Parc Montsouris is a large romantic park that is typical of many that were designed during the nineteenth century. The park is bisected by a rail track with bridges connecting either side.
History of the Park
Located in Paris’s 14th arrondissement, the fifteen-hectare (37-acre) Parc Montsouris was created by landscape architect Adolphe Alphand, as part of the city’s transformation by Baron Haussmann, a French civic planner of the nineteenth century.
Situated at the southern edge of Paris, Parc Montsouris was built at the site of a former granite quarry. The park is a romantic park in English style, much like Alphand’s Parc des Buttes-Chaumont at the north side of Paris, albeit this one is less spectacular.
Basically, Parc Montsouris – the second-largest park in Paris proper – is a lovely open green space that is suitable for walking, jogging, or just relaxing in the sun. Park gardeners note the presence of about 150 species of trees and shrubs, and there is also a small lake with its own tiny island. It attracts a variety of migratory birds and is a great bird-watching location.

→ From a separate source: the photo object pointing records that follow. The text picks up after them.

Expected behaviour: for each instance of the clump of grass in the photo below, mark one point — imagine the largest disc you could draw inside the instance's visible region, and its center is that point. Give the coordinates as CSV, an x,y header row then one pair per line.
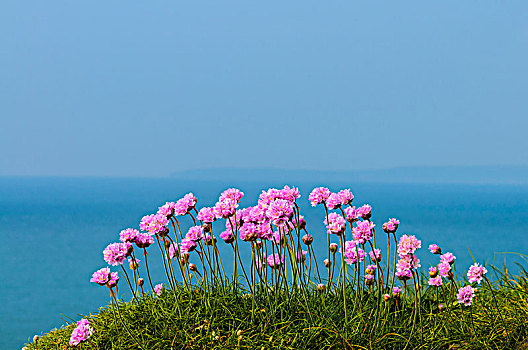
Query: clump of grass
x,y
220,318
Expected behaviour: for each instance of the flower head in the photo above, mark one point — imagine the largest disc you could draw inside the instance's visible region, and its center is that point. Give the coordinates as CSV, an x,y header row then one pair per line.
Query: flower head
x,y
319,195
476,272
465,295
128,235
101,276
115,253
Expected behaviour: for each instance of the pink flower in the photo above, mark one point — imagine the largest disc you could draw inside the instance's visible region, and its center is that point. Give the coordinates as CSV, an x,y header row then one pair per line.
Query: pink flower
x,y
408,245
101,276
375,255
195,233
207,215
335,224
443,269
333,201
128,235
114,278
351,214
167,209
476,272
81,333
391,226
115,253
365,211
363,231
465,295
433,248
143,240
227,236
158,289
280,211
448,258
352,252
319,195
435,281
275,260
225,208
154,223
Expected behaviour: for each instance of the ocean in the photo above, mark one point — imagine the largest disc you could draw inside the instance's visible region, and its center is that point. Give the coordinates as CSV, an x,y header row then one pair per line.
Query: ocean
x,y
54,230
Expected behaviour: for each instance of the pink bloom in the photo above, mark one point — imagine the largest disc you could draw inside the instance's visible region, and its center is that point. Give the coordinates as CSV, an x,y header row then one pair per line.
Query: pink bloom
x,y
476,272
231,193
465,295
433,248
128,235
365,211
227,236
351,214
435,281
226,208
167,209
143,240
280,211
352,251
408,245
207,215
333,201
81,333
375,255
154,223
275,260
195,233
335,224
187,245
363,231
115,253
391,226
114,278
158,289
443,269
101,276
319,195
448,258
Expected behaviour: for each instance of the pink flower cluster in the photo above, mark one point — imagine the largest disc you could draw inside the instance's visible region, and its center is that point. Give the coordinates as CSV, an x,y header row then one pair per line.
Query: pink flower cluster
x,y
335,224
353,253
115,253
363,231
465,295
339,199
476,272
81,333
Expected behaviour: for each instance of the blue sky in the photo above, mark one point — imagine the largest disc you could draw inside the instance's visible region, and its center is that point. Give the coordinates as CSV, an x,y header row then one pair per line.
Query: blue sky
x,y
105,88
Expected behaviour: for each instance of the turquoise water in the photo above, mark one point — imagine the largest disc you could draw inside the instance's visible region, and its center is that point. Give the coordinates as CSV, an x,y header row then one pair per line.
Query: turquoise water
x,y
54,231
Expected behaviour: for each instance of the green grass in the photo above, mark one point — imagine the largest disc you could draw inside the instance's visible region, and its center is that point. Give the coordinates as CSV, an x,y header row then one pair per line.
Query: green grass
x,y
223,318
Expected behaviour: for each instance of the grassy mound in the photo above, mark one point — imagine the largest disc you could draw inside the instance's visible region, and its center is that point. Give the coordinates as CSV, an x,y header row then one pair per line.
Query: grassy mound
x,y
223,317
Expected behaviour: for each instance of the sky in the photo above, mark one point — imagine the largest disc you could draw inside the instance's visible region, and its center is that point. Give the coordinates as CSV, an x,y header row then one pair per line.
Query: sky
x,y
136,88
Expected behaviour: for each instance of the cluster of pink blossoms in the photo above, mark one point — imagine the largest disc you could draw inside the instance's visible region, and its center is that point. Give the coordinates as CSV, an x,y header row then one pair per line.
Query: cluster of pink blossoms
x,y
335,224
82,332
408,261
353,253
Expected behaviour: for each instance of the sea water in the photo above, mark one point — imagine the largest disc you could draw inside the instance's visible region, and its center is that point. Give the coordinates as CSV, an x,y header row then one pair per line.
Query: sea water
x,y
53,231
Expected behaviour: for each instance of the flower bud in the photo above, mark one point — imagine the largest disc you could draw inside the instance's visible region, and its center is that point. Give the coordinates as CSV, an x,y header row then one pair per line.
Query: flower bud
x,y
307,239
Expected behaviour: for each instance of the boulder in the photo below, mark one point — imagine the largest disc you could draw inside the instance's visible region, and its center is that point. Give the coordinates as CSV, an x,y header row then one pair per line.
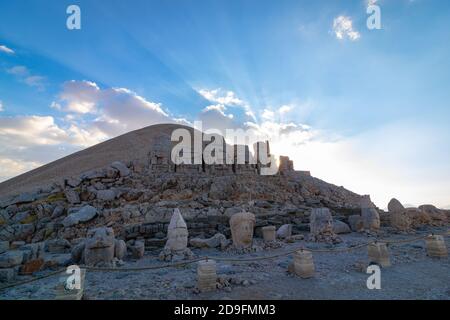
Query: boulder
x,y
356,223
242,225
72,196
321,226
58,246
120,249
395,206
106,195
122,168
218,240
285,231
370,218
11,259
99,247
4,246
340,227
85,214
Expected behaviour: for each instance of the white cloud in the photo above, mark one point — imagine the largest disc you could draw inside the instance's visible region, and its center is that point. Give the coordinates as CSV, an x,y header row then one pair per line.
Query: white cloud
x,y
343,28
7,50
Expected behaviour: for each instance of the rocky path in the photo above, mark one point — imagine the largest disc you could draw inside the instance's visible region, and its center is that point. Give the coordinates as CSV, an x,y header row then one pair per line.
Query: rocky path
x,y
412,275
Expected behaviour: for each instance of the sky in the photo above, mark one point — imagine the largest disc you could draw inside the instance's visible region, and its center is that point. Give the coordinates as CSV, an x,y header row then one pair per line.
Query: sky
x,y
365,109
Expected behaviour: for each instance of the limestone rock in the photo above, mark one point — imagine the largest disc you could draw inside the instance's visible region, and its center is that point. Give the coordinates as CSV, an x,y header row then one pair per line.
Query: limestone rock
x,y
177,239
123,170
11,259
72,196
4,246
370,218
106,195
285,231
340,227
356,223
395,206
218,240
120,249
321,226
85,214
242,225
58,246
99,247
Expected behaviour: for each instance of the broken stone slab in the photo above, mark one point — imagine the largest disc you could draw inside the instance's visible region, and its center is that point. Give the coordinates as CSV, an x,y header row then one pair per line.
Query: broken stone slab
x,y
11,259
356,223
285,231
72,196
85,214
4,246
242,225
106,195
58,246
371,218
137,249
340,227
7,274
218,240
123,169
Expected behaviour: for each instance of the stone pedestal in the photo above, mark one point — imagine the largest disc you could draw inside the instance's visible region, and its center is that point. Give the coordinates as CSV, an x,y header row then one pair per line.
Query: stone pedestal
x,y
304,264
242,225
436,247
62,293
269,233
379,254
206,275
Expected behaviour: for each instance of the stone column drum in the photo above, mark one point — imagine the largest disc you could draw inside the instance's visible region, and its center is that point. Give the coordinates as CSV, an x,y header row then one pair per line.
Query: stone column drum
x,y
379,253
206,275
436,247
269,233
304,264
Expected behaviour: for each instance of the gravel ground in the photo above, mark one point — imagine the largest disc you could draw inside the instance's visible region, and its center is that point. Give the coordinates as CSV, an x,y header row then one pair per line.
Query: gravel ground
x,y
412,275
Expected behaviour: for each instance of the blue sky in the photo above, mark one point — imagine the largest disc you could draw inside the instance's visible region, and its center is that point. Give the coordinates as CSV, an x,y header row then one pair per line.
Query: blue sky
x,y
370,111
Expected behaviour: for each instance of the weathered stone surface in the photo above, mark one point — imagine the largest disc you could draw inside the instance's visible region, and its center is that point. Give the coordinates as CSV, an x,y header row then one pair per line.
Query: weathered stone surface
x,y
321,226
395,206
340,227
58,246
11,259
356,223
437,216
137,249
269,233
371,218
120,249
99,247
7,274
218,240
123,169
242,225
31,266
285,231
106,195
72,196
4,246
177,233
85,214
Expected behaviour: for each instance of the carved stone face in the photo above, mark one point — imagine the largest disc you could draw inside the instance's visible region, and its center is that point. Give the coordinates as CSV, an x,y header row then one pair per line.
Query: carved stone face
x,y
242,225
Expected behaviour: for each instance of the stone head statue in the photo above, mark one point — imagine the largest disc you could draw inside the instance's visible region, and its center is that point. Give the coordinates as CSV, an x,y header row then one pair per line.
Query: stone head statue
x,y
177,233
242,225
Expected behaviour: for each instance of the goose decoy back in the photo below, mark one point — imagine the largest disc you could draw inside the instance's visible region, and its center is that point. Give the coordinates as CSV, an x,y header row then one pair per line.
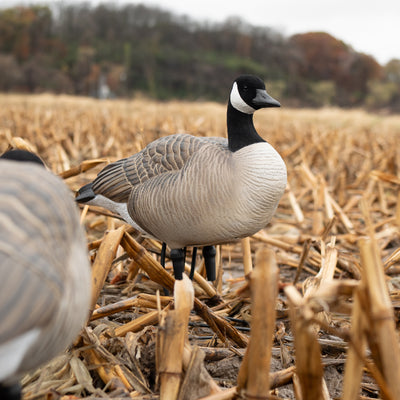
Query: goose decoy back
x,y
199,191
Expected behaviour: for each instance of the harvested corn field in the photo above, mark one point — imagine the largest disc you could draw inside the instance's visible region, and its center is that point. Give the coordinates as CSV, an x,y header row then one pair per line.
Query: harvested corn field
x,y
305,309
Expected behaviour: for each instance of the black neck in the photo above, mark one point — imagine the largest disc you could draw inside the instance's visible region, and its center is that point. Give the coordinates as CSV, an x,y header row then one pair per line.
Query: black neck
x,y
241,131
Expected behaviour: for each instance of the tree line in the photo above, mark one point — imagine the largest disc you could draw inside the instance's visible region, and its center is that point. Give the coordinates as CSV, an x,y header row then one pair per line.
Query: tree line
x,y
129,50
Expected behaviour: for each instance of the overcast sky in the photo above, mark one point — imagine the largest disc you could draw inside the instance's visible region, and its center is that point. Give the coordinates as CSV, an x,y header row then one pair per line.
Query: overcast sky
x,y
369,26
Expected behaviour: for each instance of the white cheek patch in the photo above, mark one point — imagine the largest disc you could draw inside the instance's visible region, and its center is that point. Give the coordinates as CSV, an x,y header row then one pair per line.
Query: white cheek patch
x,y
238,102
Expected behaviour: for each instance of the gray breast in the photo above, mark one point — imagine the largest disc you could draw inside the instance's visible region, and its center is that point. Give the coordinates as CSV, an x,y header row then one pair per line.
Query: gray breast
x,y
44,269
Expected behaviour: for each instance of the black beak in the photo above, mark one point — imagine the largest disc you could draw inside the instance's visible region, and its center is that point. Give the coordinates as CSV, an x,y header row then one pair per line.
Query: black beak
x,y
263,99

Parc Montsouris is also very much a place to enjoy great displays of public art. Sculptures date as far back as the mid 1800s, with the most recent being crafted in 1960. Most are done in either bronze or marble and are strategically placed in different sections of the expansive park.
Several playgrounds are located onsite and are favored by young visitors, who also enjoy the park’s puppet theater. A train track cuts right through the park. However, this is hardly noticeable thanks to Alphonse Alphand, who created a sunken trackway lined with pine trees. Two bridges connect either side of the park. Thanks to the presence of the track, Parc Montsouris is easily reached by train, as the Cité Universitaire stop of the RER train is literally located inside the park.